SCO Deutschland will definitiv nicht mehr behaupten, dass "Linux-Software unrechtmäßig erworbenes geistiges Eigentum von SCO enthält".

Dies versichert sowohl die Anwaltskanzlei der SCO Group GmbH wie auch der bisherige SCO-Deutschland-Geschäftsführer Michael Olson gegenüber dem deutschen Prozessgegner Tarent. Der aktuelle Schlagabtausch des deutschen IT-Dienstleisters Tarent mit SCO Deutschland geht auf eine Unterlassungsklage aus dem Jahr 2003 zurück. Das amerikanische Unternehmen SCO hatte seinerzeit einen Rechtsstreit gegen verschiedene Linux- und Unix-Unternehmen begonnen, und diesen auch in Deutschland unter anderem mit Drohgebärden gegen Linux-Anwender im Internet begleitet. Über eine Webseite erklärte die deutsche Tochter in einem Brief an die Partnerunternehmen, dass Linux das geistige Eigentum von Unix verletze und versuchte daraus Lizenzzahlungen abzuleiten. Zahlreiche Linux-Unternehmen und Verbände, darunter der Linuxtag ebenso wie der Dienstleister Tarent, klagten auf Unterlassung. Im Juni 2003 gab sich SCO Deutschland geschlagen und gab entsprechende Unterlassungerklärungen ab. Anfang November 2007 war die umstrittene Webseite allerdings erneut im Internet abrufbar, worauf Tarent umgehend reagierte.

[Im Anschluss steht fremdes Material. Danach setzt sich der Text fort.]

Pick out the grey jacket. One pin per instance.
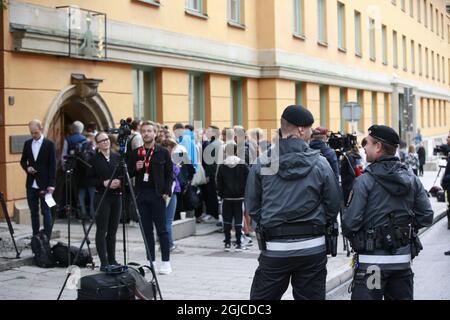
(387, 187)
(304, 189)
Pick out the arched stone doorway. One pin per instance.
(70, 106)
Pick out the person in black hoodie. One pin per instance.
(152, 167)
(108, 215)
(231, 182)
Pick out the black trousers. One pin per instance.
(394, 285)
(107, 222)
(307, 275)
(152, 209)
(232, 209)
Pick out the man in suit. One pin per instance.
(39, 162)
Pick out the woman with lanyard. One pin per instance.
(108, 215)
(152, 167)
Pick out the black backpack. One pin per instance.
(59, 252)
(40, 246)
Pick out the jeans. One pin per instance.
(152, 208)
(82, 201)
(170, 213)
(33, 199)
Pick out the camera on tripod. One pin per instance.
(123, 132)
(441, 150)
(342, 142)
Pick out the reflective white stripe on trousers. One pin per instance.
(406, 258)
(298, 245)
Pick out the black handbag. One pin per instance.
(104, 286)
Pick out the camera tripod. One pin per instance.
(8, 222)
(125, 181)
(69, 167)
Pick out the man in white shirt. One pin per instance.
(39, 162)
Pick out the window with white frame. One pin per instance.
(322, 21)
(384, 43)
(234, 11)
(298, 17)
(341, 26)
(358, 45)
(372, 39)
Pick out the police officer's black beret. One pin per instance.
(385, 134)
(298, 116)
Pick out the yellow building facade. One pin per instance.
(221, 62)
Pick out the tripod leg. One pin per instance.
(89, 229)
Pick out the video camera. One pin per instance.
(442, 150)
(342, 142)
(123, 132)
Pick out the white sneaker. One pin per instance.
(165, 268)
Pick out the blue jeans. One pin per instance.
(170, 213)
(82, 201)
(33, 199)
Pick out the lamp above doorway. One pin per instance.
(85, 88)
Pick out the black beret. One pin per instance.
(298, 116)
(385, 134)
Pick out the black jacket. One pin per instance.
(102, 170)
(160, 169)
(45, 164)
(232, 178)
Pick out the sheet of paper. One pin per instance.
(49, 200)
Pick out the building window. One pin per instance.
(384, 44)
(419, 14)
(394, 48)
(237, 102)
(300, 93)
(405, 63)
(431, 18)
(341, 26)
(322, 21)
(144, 94)
(324, 106)
(196, 6)
(372, 39)
(438, 60)
(437, 22)
(360, 100)
(374, 108)
(386, 109)
(358, 39)
(342, 101)
(420, 59)
(425, 16)
(196, 98)
(432, 64)
(299, 18)
(234, 11)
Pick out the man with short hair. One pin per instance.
(319, 140)
(292, 207)
(39, 163)
(387, 207)
(152, 167)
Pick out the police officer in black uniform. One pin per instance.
(292, 193)
(387, 207)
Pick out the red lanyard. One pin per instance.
(149, 159)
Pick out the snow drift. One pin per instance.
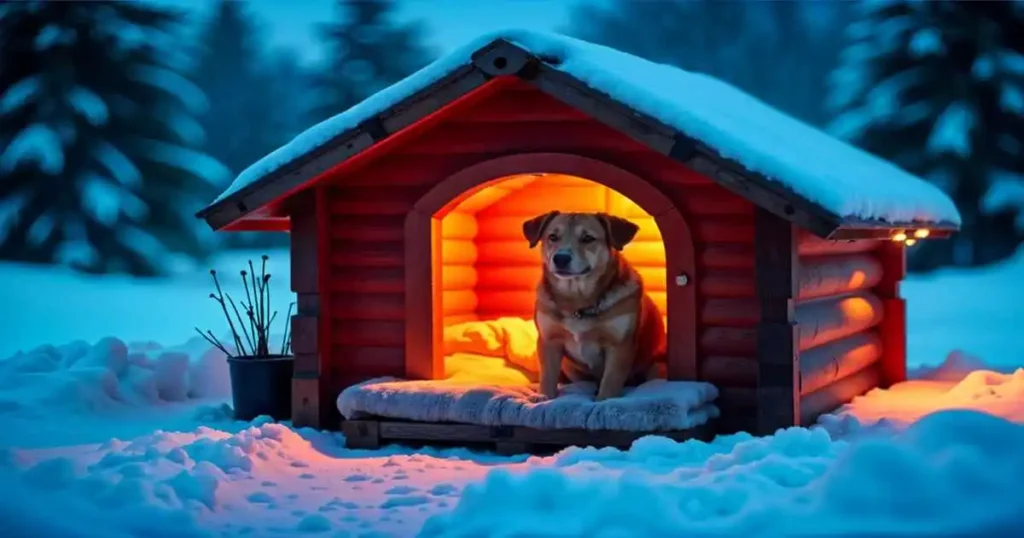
(954, 472)
(79, 377)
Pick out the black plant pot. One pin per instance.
(261, 385)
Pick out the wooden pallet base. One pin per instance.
(374, 432)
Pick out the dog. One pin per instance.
(591, 307)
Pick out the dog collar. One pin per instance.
(591, 312)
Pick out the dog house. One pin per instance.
(774, 251)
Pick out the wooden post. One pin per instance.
(311, 403)
(893, 329)
(778, 350)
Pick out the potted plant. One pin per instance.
(261, 380)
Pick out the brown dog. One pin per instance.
(591, 306)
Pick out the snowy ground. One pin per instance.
(132, 440)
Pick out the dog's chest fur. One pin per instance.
(585, 345)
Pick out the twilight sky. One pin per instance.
(450, 23)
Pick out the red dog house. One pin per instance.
(774, 251)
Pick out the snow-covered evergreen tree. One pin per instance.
(98, 167)
(368, 50)
(938, 88)
(254, 99)
(778, 51)
(227, 72)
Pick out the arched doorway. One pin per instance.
(424, 356)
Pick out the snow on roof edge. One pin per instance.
(840, 177)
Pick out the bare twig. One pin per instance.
(213, 340)
(220, 298)
(288, 325)
(242, 350)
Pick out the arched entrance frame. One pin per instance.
(424, 332)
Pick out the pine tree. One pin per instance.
(780, 52)
(367, 52)
(227, 73)
(938, 88)
(254, 102)
(97, 162)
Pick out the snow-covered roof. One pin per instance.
(840, 178)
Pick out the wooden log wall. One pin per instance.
(840, 356)
(368, 203)
(459, 276)
(838, 313)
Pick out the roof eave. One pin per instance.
(502, 57)
(856, 229)
(299, 172)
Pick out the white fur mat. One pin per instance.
(491, 379)
(654, 406)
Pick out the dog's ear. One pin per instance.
(532, 230)
(619, 231)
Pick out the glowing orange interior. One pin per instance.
(487, 269)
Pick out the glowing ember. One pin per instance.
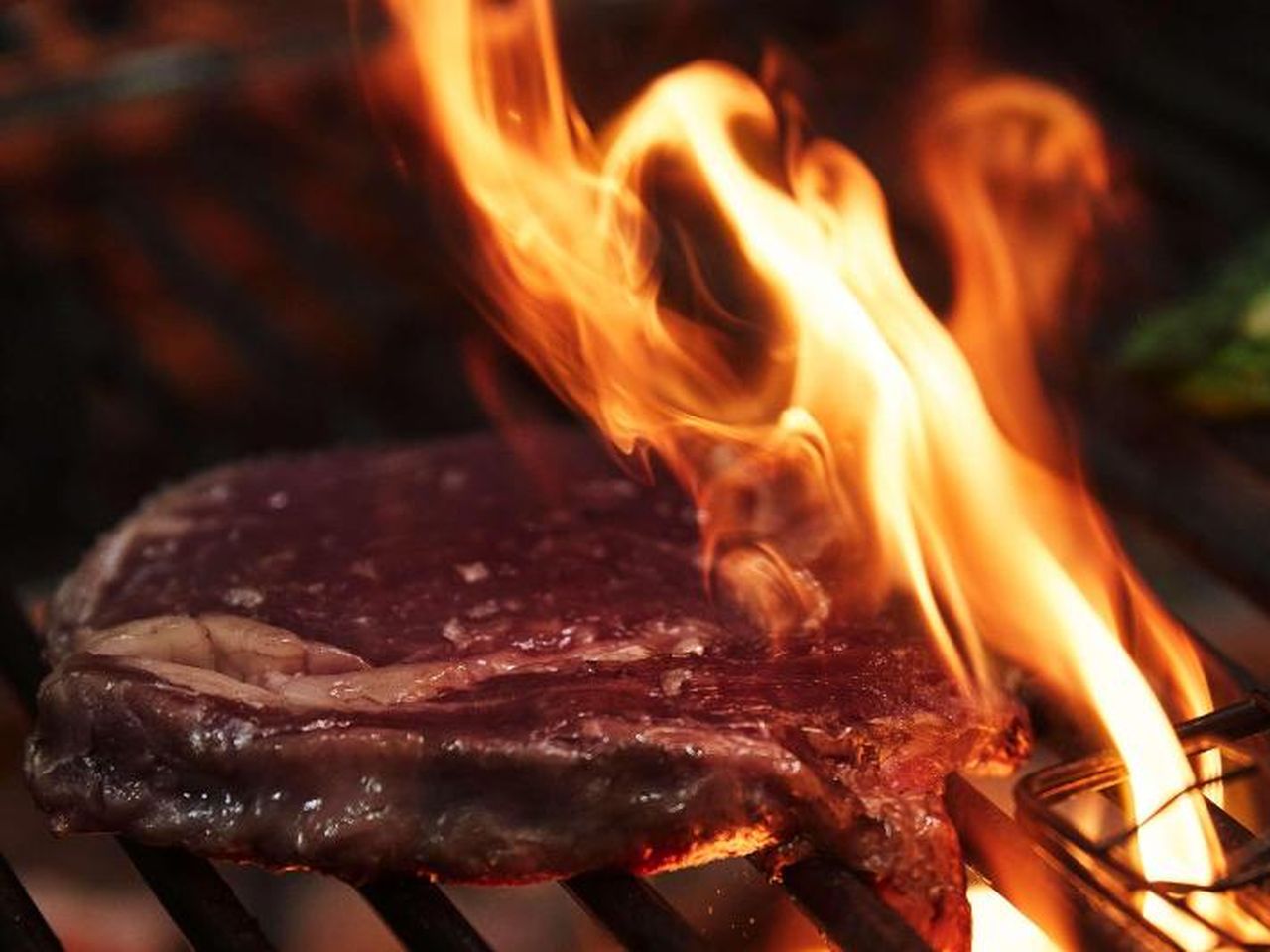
(862, 451)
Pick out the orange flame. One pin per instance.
(857, 449)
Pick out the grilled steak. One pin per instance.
(408, 660)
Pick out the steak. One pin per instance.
(425, 658)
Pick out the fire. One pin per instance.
(861, 448)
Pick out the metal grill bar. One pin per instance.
(634, 912)
(422, 915)
(199, 902)
(846, 910)
(1003, 855)
(22, 927)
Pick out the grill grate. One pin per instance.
(1100, 857)
(1184, 484)
(203, 906)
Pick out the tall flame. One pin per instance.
(862, 449)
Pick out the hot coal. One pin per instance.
(427, 660)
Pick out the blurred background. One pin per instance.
(212, 246)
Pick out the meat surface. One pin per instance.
(425, 658)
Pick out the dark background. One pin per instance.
(211, 246)
(208, 250)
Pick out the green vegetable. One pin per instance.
(1213, 349)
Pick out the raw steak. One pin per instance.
(423, 658)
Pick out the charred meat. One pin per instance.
(439, 660)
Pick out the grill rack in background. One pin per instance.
(1188, 486)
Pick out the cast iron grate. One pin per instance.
(1201, 144)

Nach Darstellung von SCOs Anwälten (PDF) war diesmal allerdings nicht die strauchelnde Firma schuld an der neuerlichen Veröffentlichung. Das Schreiben von Michael Olson (PDF) trägt das Datum vom 7. November und kam umgehend nach der Aufforderung durch Tarent. Laut dem Anwaltsschreiben hat den Posten als Geschäftsführer seit 14. November Jane Acheson inne.

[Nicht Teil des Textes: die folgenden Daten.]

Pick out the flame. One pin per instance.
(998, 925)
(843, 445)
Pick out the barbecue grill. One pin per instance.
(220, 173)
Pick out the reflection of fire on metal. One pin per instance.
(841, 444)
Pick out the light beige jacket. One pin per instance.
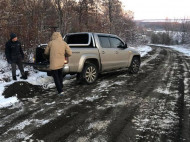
(57, 48)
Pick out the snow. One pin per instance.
(185, 49)
(143, 50)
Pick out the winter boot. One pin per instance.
(14, 78)
(61, 94)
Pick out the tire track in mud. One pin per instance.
(106, 110)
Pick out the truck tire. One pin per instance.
(135, 65)
(49, 73)
(89, 73)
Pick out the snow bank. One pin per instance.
(143, 50)
(35, 78)
(185, 49)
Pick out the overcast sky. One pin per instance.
(158, 9)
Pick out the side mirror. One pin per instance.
(123, 47)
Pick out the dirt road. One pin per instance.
(153, 105)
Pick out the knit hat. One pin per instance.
(12, 35)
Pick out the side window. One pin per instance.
(115, 42)
(104, 42)
(77, 39)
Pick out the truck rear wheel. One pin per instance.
(89, 73)
(135, 65)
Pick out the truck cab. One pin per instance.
(93, 53)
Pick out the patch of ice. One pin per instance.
(99, 125)
(163, 91)
(144, 50)
(185, 49)
(156, 116)
(50, 103)
(27, 122)
(82, 139)
(91, 99)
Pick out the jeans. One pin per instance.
(20, 66)
(58, 79)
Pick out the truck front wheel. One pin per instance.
(90, 73)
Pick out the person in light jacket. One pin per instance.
(57, 49)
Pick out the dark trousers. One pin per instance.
(58, 79)
(20, 66)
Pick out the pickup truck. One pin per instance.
(93, 53)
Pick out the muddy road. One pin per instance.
(153, 105)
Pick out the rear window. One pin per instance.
(77, 39)
(104, 42)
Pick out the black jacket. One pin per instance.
(13, 51)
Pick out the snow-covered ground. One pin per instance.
(185, 49)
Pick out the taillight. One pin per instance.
(66, 60)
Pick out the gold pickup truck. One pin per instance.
(93, 53)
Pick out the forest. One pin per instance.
(32, 20)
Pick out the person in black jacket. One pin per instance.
(15, 55)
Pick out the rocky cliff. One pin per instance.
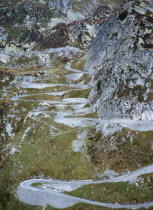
(59, 23)
(121, 61)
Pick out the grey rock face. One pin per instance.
(121, 61)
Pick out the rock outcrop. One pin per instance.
(31, 23)
(121, 61)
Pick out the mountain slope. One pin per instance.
(121, 59)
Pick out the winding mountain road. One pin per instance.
(50, 192)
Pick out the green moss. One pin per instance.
(122, 192)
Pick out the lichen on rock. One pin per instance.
(121, 60)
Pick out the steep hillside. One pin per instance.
(121, 60)
(30, 22)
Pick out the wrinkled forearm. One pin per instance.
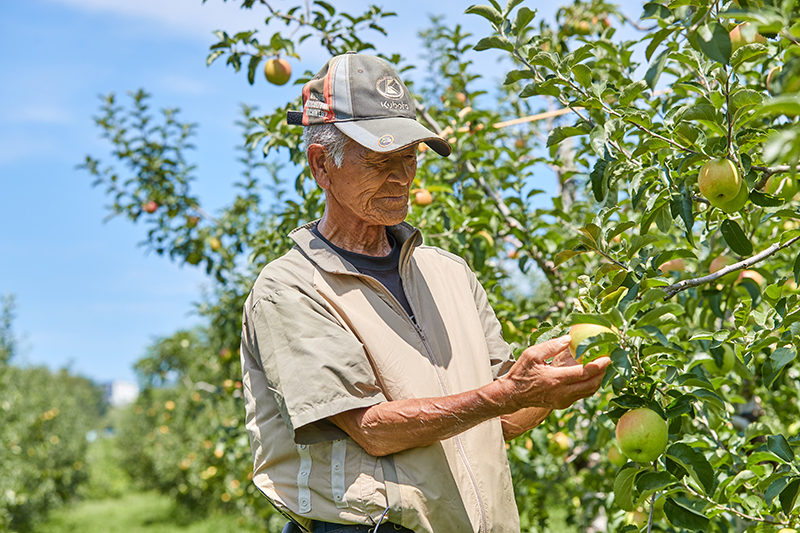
(517, 423)
(394, 426)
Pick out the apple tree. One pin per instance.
(44, 419)
(700, 292)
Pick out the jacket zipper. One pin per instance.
(429, 354)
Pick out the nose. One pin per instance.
(402, 169)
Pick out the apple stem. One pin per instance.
(652, 501)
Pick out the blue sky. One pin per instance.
(88, 298)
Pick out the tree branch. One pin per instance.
(544, 264)
(675, 288)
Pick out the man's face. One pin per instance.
(373, 187)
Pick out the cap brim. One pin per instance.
(392, 134)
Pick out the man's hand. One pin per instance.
(547, 376)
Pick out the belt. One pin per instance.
(329, 527)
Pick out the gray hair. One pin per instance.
(330, 137)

“Richtig ist, dass zeitweise bei direkter Eingabe der URL “https://www.sco.de/scosource/letter_to_partners.html” im Webbrowser die englischsprachigen Scosource-Webseiten der Muttergesellschaft (…) zugänglich waren.”, gesteht die Unix-Firma im Schreiben ihrer Anwälte ein. Ursache für die Veröffentlichung der strittigen Webseite sei ein Fehler des Providers im Rahmen einer Softwareumstellung gewesen. Das amerikanische Mutterunternehmen steht derzeit im Insolvenzverfahren und muss sich selbst mit Gegenklagen auseinandersetzen. (Linux-Magazin Online berichtete).